You believe women find you "undatable and unattractive". Let's start with that. Everyone can be attractive in someones eyes--I know that sounds cheesy, but it's true. Make sure you're putting your best foot forward when you go on dates so that you feel confident. Get that haircut you've been putting off. Make sure your hygiene is good. Dress in clothes that make you feel and look good. Everyone can improve their attractiveness by making sure they're clean and well kept. If you're already doing this, good. Keep this in mind: nobody KNOWS you're a virgin. They can't judge you on that because they don't know. You don't have to tell anyone about your past sex life--it's none of their business.

Use meetup, tinder, bumble, and other dating apps to increase your probability of finding someone.

There's nothing inherently wrong with being a virgin at 30, but I understand the stigma and shame it could cause. But think about this: are you really going to be any different after having sex with a person? I mean, sex can be great and formative and yadda yadda, but really, I've had some very unremarkable sex that left me thinking "what was the point in that?" Lol. It's not going to make you a different person--what you have to offer now is good enough. Go into dates with that confidence of knowing that you're already enough.
It is not really that I believe it insofar as it is what I infer based on reactions and negative comments. More than a few times back home in San Francisco since I was a teenager women have called me disgusting, horrifically ugly and other names. I think that I believed too much what they were saying. I mean yes, maybe on average every few months women would just say that I was ugly, but I think that I forget to recall that I live in a unique place where the majority of people, not just women but also the men, are complete arseholes. Women tend to make negative comments about me back home, and men as well, so much that I can barely make any male friends because they say that I am weird or whatever.

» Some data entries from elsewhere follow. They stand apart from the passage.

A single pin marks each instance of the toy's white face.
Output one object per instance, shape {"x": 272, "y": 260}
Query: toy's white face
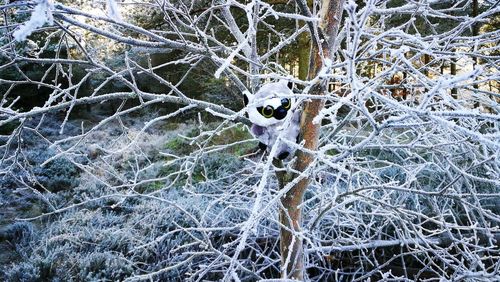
{"x": 269, "y": 106}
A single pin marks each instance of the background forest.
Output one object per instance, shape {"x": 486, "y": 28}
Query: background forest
{"x": 126, "y": 153}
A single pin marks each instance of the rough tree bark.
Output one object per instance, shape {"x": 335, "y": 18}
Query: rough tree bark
{"x": 323, "y": 38}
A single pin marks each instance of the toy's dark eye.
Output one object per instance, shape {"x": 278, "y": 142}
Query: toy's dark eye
{"x": 286, "y": 103}
{"x": 267, "y": 111}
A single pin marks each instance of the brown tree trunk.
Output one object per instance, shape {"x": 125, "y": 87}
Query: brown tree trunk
{"x": 453, "y": 72}
{"x": 475, "y": 32}
{"x": 291, "y": 245}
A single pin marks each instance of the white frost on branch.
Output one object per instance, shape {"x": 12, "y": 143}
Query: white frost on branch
{"x": 41, "y": 14}
{"x": 113, "y": 11}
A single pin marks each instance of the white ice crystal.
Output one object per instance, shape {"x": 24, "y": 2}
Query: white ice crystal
{"x": 42, "y": 13}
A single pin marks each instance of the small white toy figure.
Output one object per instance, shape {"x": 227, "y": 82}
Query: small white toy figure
{"x": 268, "y": 110}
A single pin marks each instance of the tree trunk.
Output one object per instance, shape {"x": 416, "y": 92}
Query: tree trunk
{"x": 291, "y": 245}
{"x": 304, "y": 51}
{"x": 453, "y": 72}
{"x": 475, "y": 32}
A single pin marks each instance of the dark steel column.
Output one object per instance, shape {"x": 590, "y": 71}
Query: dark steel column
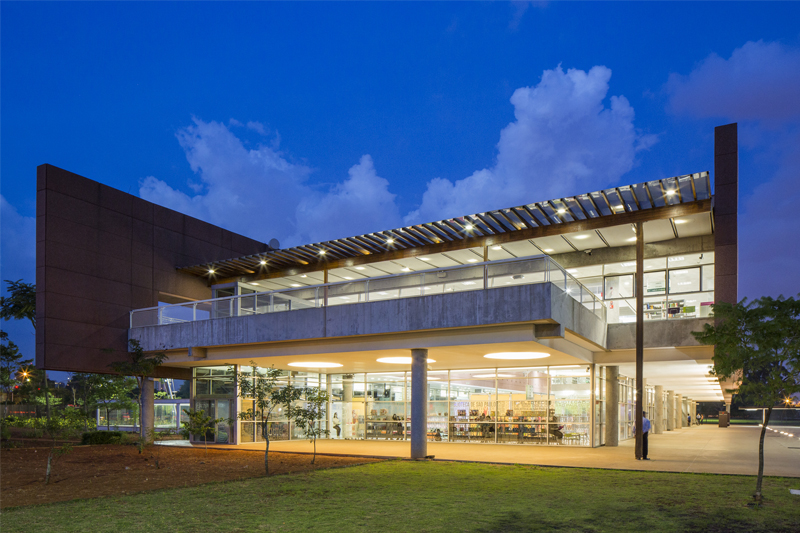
{"x": 639, "y": 335}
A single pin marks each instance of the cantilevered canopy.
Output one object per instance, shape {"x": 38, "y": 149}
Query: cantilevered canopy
{"x": 665, "y": 199}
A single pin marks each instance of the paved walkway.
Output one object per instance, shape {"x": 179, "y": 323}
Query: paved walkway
{"x": 706, "y": 449}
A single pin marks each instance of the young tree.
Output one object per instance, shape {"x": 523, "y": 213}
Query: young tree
{"x": 309, "y": 416}
{"x": 268, "y": 394}
{"x": 141, "y": 366}
{"x": 10, "y": 364}
{"x": 758, "y": 347}
{"x": 21, "y": 302}
{"x": 199, "y": 424}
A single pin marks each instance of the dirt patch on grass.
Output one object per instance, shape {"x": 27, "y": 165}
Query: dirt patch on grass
{"x": 112, "y": 470}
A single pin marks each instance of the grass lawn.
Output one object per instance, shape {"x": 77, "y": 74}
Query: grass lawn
{"x": 436, "y": 496}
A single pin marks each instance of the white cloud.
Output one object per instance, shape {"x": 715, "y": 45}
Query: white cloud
{"x": 361, "y": 204}
{"x": 260, "y": 193}
{"x": 564, "y": 140}
{"x": 17, "y": 244}
{"x": 758, "y": 82}
{"x": 758, "y": 87}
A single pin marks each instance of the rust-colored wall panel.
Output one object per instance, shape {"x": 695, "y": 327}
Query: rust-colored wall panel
{"x": 101, "y": 253}
{"x": 726, "y": 208}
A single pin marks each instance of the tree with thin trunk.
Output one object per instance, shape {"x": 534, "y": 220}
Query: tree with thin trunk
{"x": 264, "y": 391}
{"x": 757, "y": 346}
{"x": 310, "y": 415}
{"x": 141, "y": 366}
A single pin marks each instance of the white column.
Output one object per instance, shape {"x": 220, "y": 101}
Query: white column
{"x": 658, "y": 416}
{"x": 419, "y": 400}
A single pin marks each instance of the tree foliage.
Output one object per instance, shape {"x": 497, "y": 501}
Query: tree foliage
{"x": 20, "y": 304}
{"x": 757, "y": 346}
{"x": 268, "y": 393}
{"x": 141, "y": 366}
{"x": 310, "y": 414}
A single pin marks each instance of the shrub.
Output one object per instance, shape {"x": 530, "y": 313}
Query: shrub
{"x": 102, "y": 437}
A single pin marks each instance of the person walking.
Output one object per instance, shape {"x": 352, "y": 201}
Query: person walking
{"x": 645, "y": 432}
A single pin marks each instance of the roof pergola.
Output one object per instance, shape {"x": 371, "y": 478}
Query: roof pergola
{"x": 652, "y": 200}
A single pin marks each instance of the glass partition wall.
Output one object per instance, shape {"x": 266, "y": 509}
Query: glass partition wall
{"x": 526, "y": 405}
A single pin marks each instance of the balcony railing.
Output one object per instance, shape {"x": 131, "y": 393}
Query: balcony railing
{"x": 480, "y": 276}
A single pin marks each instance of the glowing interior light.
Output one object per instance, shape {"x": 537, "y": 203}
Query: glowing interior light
{"x": 315, "y": 365}
{"x": 517, "y": 355}
{"x": 399, "y": 360}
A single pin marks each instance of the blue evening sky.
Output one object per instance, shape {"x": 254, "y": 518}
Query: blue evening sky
{"x": 155, "y": 98}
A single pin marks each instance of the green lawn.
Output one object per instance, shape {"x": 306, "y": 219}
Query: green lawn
{"x": 436, "y": 496}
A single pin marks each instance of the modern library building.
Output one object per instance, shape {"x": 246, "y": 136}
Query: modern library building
{"x": 511, "y": 326}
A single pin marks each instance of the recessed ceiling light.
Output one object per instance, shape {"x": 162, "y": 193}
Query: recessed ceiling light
{"x": 399, "y": 360}
{"x": 517, "y": 355}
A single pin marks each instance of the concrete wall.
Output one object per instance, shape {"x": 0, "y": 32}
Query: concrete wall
{"x": 100, "y": 253}
{"x": 506, "y": 305}
{"x": 657, "y": 333}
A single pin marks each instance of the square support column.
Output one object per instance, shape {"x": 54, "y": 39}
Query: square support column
{"x": 670, "y": 410}
{"x": 419, "y": 400}
{"x": 612, "y": 406}
{"x": 658, "y": 416}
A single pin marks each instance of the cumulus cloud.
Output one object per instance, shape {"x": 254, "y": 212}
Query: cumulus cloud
{"x": 564, "y": 140}
{"x": 253, "y": 191}
{"x": 360, "y": 204}
{"x": 758, "y": 82}
{"x": 759, "y": 87}
{"x": 260, "y": 193}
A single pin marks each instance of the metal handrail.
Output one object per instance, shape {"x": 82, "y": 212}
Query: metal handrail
{"x": 550, "y": 264}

In terms of hygiene, I think that I am quite good in this area. Since I have OCD, I go a bit crazy when it comes to personal hygiene. I shower thoroughly and shampoo and soap a lot that my water bills are going high because of my shower lengths. It takes me five minutes just to brush my teeth, and I brush my hair for over ten minutes. I am definitely not sloppy in this area.

I always had this type of anxiety about being a virgin at 30. My birthday is exactly one week from now. But throughout my 20s, I always had this impression that I had to "get it over with" and lose virginity as quick as possible, so that I could claim that I was normal. Even male acquaintances told me that I had to lose it as soon as possible, by any means necessary, even if it meant risking pregnancy or contracting STIs, because that would still be better than being a virgin at 30. I always had the feeling that being a virgin in the 20s was like being in a sort of purgatory, and that being a virgin at 30+ would be like being sent to hell. I am not even religious, but the comparison was something like that. Maybe I listened to mainstream society too much and the ridiculous people that surrounded me.

My hairstyle is long/medium hair. Around shoulder length. When I was younger I always had short hair, but I strongly disliked having hair that short. The hair does not really matter, because short hair or long hair, women have given me negative comments regardless. Maybe my looks are just a turn-off, since for most of my adult life I have tried to imitate the look of John Lennon after he left the Beatles--long hair, circular glasses, sometimes with a beard. Women used to call me disgusting for that look. Right now I have aviator glasses and try to imitate the looks of Ray Manzarek (the drummer of the 60s band The Doors). Maybe women like short hair, but really, I truly dislike having short hair. I cannot compromise my own looks just for women to like me. If they hate me for having long hair, then really I cannot do anything about that.

In terms of letting women know about my situation, you are right. I think that due to my Asperger's whenever they asked, whether they were genuinely curious or with malintentions, I would answer honestly that I was single/virgin. Quite a few times their reactions were something like, "Oh my god!" or "Are you serious?!" and then followed with laughter. This did not really help my self-esteem.